The silver selkie adds, “This is about our kind. We are dwindling. And you have added to that burden.”
“What are you asking of me?” Sealene wonders out loud.
“Return to the sea, the way Celeste wanted.”
“And my baby?”
“The man will care for his own child. And you will go on to be a selkie. A maiden of the ocean.”
Her youngest sister sees it, the small ember of resistance, that sparkles in Sealene’s eyes. And to sway her sister, she parts her lips with a note that turns into a hum.
“I’ve shed my skin to walk on land, now I’m trapped by his love of me,”
Sealene hears it, her rescue plea. Never has she been one to be ensnared by the will of another. That was how she ended up stuck on land in the first place. Desperately trying to break free of her eldest sister’s demands and her twin sister’s placid contentment with their life in the ocean.

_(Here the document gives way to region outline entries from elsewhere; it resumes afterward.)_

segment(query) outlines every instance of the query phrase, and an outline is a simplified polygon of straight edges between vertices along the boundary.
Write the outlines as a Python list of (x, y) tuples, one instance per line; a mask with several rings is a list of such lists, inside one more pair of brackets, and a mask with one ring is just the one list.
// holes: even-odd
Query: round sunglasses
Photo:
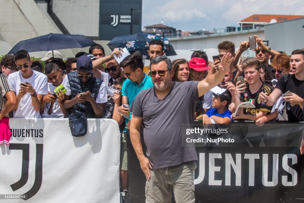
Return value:
[(92, 76), (90, 75), (78, 75), (78, 77), (79, 78), (82, 78), (83, 77), (85, 77), (86, 78), (90, 78)]
[(167, 69), (166, 70), (160, 70), (158, 71), (150, 71), (149, 72), (149, 75), (152, 78), (154, 78), (156, 76), (156, 73), (158, 73), (160, 76), (164, 76), (166, 75), (166, 72), (169, 70)]

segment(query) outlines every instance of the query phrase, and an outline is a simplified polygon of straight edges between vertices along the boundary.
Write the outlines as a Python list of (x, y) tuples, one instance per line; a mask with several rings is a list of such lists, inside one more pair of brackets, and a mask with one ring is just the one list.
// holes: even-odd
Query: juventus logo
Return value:
[[(9, 145), (10, 150), (22, 150), (22, 166), (20, 179), (11, 185), (13, 191), (20, 189), (25, 185), (29, 178), (29, 144), (28, 144), (11, 143)], [(43, 144), (36, 144), (36, 166), (35, 167), (35, 179), (33, 186), (23, 195), (27, 194), (26, 198), (22, 198), (26, 200), (32, 197), (38, 192), (42, 182), (42, 158)]]
[(111, 18), (113, 18), (113, 22), (111, 23), (111, 25), (113, 27), (115, 27), (118, 24), (118, 15), (111, 15)]

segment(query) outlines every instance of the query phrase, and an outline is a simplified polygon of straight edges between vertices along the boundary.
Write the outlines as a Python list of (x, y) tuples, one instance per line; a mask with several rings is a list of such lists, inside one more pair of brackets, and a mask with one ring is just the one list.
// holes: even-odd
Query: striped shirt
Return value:
[[(5, 95), (9, 91), (12, 91), (13, 89), (7, 82), (7, 76), (2, 73), (0, 73), (0, 108), (3, 109), (6, 103)], [(13, 114), (10, 112), (5, 117), (12, 117)]]

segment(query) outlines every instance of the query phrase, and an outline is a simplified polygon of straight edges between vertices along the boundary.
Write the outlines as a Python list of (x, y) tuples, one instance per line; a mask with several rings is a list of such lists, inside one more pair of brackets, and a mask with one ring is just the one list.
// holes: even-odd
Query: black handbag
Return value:
[(88, 129), (88, 120), (86, 114), (81, 112), (71, 114), (69, 116), (69, 125), (72, 135), (74, 137), (84, 136)]
[[(94, 78), (93, 79), (94, 80)], [(94, 80), (91, 83), (90, 91), (92, 93), (94, 86)], [(87, 113), (88, 108), (87, 108), (85, 113), (77, 111), (68, 115), (69, 125), (72, 135), (74, 137), (82, 137), (87, 133), (88, 130), (88, 120)]]

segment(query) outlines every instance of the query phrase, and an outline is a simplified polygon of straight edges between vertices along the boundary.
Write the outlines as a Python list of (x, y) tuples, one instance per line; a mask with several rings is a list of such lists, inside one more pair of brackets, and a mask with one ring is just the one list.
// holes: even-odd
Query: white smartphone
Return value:
[(255, 41), (255, 37), (249, 37), (249, 47), (250, 49), (257, 49), (257, 43)]
[(127, 106), (126, 104), (123, 104), (123, 107), (124, 107), (125, 108), (128, 108), (128, 109), (130, 108), (130, 107), (129, 107), (128, 106)]
[(291, 93), (290, 91), (288, 91), (284, 94), (283, 96), (292, 96), (293, 95), (292, 93)]

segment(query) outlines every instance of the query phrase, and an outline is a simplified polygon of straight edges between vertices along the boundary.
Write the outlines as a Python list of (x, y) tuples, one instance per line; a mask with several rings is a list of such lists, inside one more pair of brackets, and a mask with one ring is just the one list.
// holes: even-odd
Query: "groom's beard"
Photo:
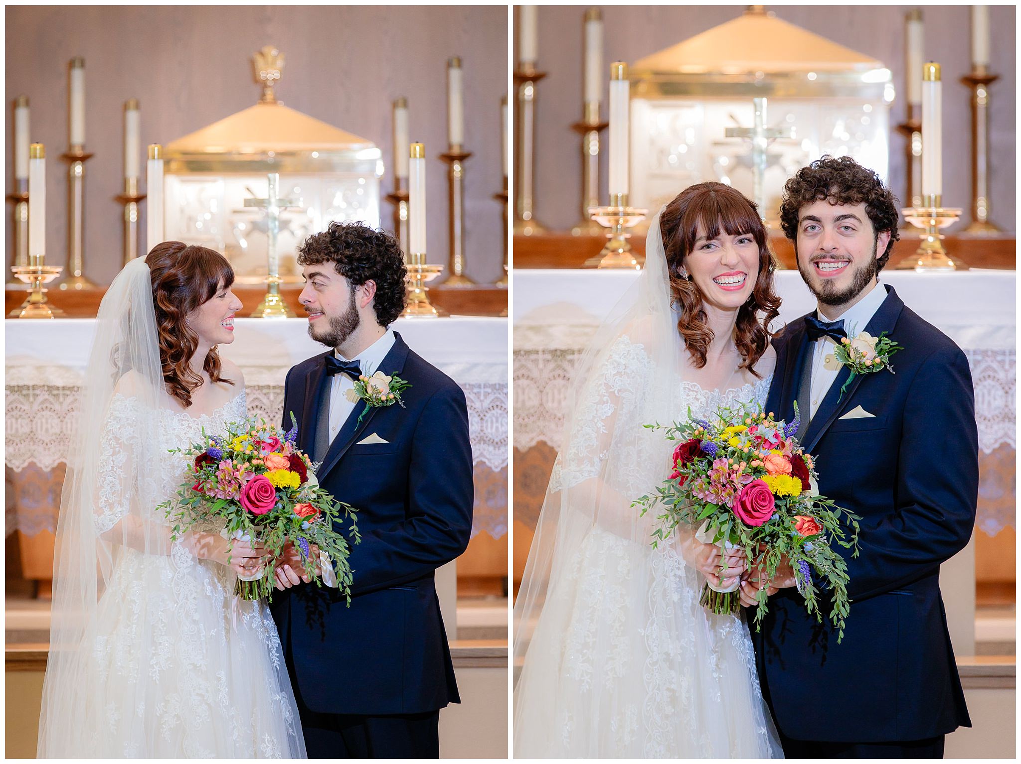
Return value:
[(315, 342), (329, 345), (331, 348), (339, 348), (347, 338), (356, 329), (361, 322), (358, 309), (354, 306), (354, 290), (351, 290), (351, 299), (347, 304), (347, 310), (340, 315), (328, 316), (329, 328), (322, 335), (315, 334), (315, 327), (308, 327), (308, 336)]
[(862, 294), (862, 290), (868, 287), (869, 284), (872, 283), (872, 279), (879, 273), (879, 264), (876, 262), (878, 242), (879, 240), (877, 238), (876, 241), (872, 243), (872, 257), (867, 263), (856, 268), (850, 279), (850, 284), (843, 289), (837, 287), (832, 279), (826, 279), (816, 284), (815, 273), (812, 271), (812, 263), (810, 262), (808, 267), (801, 264), (801, 258), (797, 256), (795, 245), (794, 259), (797, 261), (797, 272), (801, 274), (801, 281), (805, 282), (809, 291), (815, 295), (815, 298), (823, 305), (829, 305), (832, 307), (846, 305), (848, 302)]

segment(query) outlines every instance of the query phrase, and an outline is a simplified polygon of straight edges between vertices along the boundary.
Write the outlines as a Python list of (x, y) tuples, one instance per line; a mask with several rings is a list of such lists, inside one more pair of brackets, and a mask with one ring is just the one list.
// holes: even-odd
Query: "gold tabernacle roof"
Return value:
[(803, 30), (752, 5), (737, 18), (639, 59), (634, 74), (765, 74), (869, 71), (871, 56)]
[(372, 149), (367, 138), (303, 114), (278, 102), (260, 102), (179, 138), (167, 155), (268, 154)]

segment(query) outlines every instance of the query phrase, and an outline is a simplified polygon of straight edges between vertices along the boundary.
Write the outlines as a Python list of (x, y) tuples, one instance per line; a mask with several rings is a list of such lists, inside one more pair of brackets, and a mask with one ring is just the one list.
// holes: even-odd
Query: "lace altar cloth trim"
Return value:
[[(6, 452), (15, 471), (30, 462), (53, 469), (66, 461), (79, 411), (81, 375), (66, 367), (7, 366), (5, 383)], [(284, 367), (244, 367), (248, 412), (280, 421), (284, 407)], [(468, 401), (472, 456), (494, 471), (507, 466), (507, 386), (461, 383)]]
[[(515, 349), (514, 445), (529, 449), (543, 441), (560, 450), (567, 394), (581, 351)], [(975, 386), (978, 445), (985, 454), (1016, 447), (1017, 353), (966, 350)], [(9, 408), (8, 408), (9, 411)]]

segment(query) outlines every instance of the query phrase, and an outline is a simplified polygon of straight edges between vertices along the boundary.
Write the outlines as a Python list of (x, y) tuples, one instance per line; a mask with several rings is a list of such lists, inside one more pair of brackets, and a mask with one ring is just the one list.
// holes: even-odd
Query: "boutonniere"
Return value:
[(840, 397), (842, 398), (850, 383), (859, 374), (871, 374), (883, 369), (888, 369), (892, 374), (893, 366), (890, 365), (890, 356), (898, 350), (901, 350), (901, 346), (886, 337), (885, 332), (879, 337), (873, 337), (868, 332), (863, 332), (850, 339), (842, 338), (833, 352), (823, 359), (823, 365), (830, 371), (835, 371), (841, 366), (850, 369), (850, 376), (840, 388)]
[(400, 399), (400, 392), (411, 387), (409, 381), (401, 379), (396, 374), (387, 376), (382, 371), (377, 371), (372, 376), (362, 374), (354, 381), (354, 387), (344, 395), (351, 403), (358, 401), (366, 402), (366, 408), (358, 415), (355, 425), (361, 424), (361, 419), (369, 413), (370, 408), (381, 408), (398, 404), (404, 407), (404, 402)]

And the baby so small, growing inside her, flutters. How could she force a child to live a split life? The child would watch it’s mother always looking at the horizon and wonder why they weren’t good enough.
“I will labor this baby into the world, and then I will return to the sea. Leave the fur with me.”
The silver hair of the oldest selkie catches gleams of moonbeams as she shakes her head, “no.”
But the youngest sister, still humming with the wind, presses the fur deeper into Sealene’s arms.
“Curly haired girl, forever with me.”
And as if the storm knows the matter has been settled, a thunderous boom shakes the ground. All of the selkies, all but one, slip into their skins and slink back into the frothing water. Seals only nurse their young for a short time, Sealene thinks. She will pour story after lullaby after cherished memory into her sweet child’s ears until the day comes when she will settle her baby in for a wonderful nap and depart for the sea.